熟成期間の最後に一本ごとに木のハンマーでたたき、空洞がないことを確認し、馬の足首の骨を使って品質を確認します。このテストに合格した製品だけが、D.O.Pの称号を得ることが出来るのです。
| 最高品質のクラテッロ・ジベッロの最大限の魅力を味わっていただくために |
*クラテッロの準備
- クラテッロの外側を結んでいる紐を取り除きます。
- 数分間流水ですすぐか、あるいは15分間水に浸して、膜を取り除きやすいように湿らせます。
- ナイフの先でクラテッロに沿って線を付けて膜を取り除きます。
- 膜を取り除いたらタオルで水分をふき取り、完全にクラテッロを乾かします。
- クラテッロの周りの紐を取り除き、必要であればきれいに磨き、表面をナイフで薄く削ります。
*クラテッロを最も美味しく食べる伝統的な方法
スライスする前に、薄い布で包み、辛口の白ワインに漬けて約3日間冷たいところに寝かせるのが伝統的な方法です。
(ワインを浸した布で包んで寝かせても良いでしょう。)
これらの過程が最高品質のクラテッロの魅力(ルビー色の肉、白い脂、甘くて繊細な風味)を最大限に高めます。
*クラテッロ・ジベッロの期限
信じがたい話ですが「全ての偉大なイタリア産の熟成製品は大きな失敗から作り出された」という言い伝えがあるように、クラテッロも失敗から作り出されました。「ある貧しい肉屋がモモの骨抜きに失敗してしまい、塩漬けにし、縛って吊るした」これがクラテッロ製法の起源であり文献によると1735年にさかのぼります。
*クラテッロ・ジベッロの製法
素材となる豚のモモ肉は、ロンバルディア地方からエミリア・ロマーニャ地方で飼育された最も大きく最も良いイタリア産豚(約200kg)が選ばれ、モモ肉の芯だけをカットして作られます。(特有の”西洋なし”の形にカットされます)
カットされた肉は豚が処理されてから72時間以内に縛られて塩漬けされて乾燥されます。数日後塩気を吸収した肉を豚の膀胱に入れて、くもの巣のような見事な結び方をします。

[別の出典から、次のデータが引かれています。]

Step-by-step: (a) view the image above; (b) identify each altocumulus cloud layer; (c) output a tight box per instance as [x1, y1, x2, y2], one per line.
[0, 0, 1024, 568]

その後クラテッロは冷たい蔵の中でゆっくりと乾燥されます。最低でも10ヶ月間ゆっくりと自然の状況下で熟成しますが、ここにジベッロ地方の気候が重要な役割を果たすのです。
*ジベッロ地方独自の気候
ジベッロは、地図でもあまり知られていない、パルマとポー川の間に位置する長い歴史を持つ地方です。
この地は冬になると家々や木々や風景を覆う、強い霧が訪れ、この霧の湿気が熟成ハムの全ての工程に不可欠なものとなります。春には新鮮なそよ風が訪れ心地良い気候にし、夏は日が照って暑い気候になります。
これらは全てジベッロの最高傑作を作るうえで享受できる素晴らしい気候であり、ジベッロ以外、地球上のどこにもこのような気候はありません。
*熟成食肉を製造する芸術とも言われる環境
世界中で有名なジベッロ商品の製造に必要な素晴らしい自然環境の中で生活し、人々にとってその製造が生活の一部になっていることは賞賛すべきことであり、熟練した食肉のカットや手作業での塩漬け、肉を吊るして辛抱強く待って製品を仕上げる技術等も術のひとつと言えます。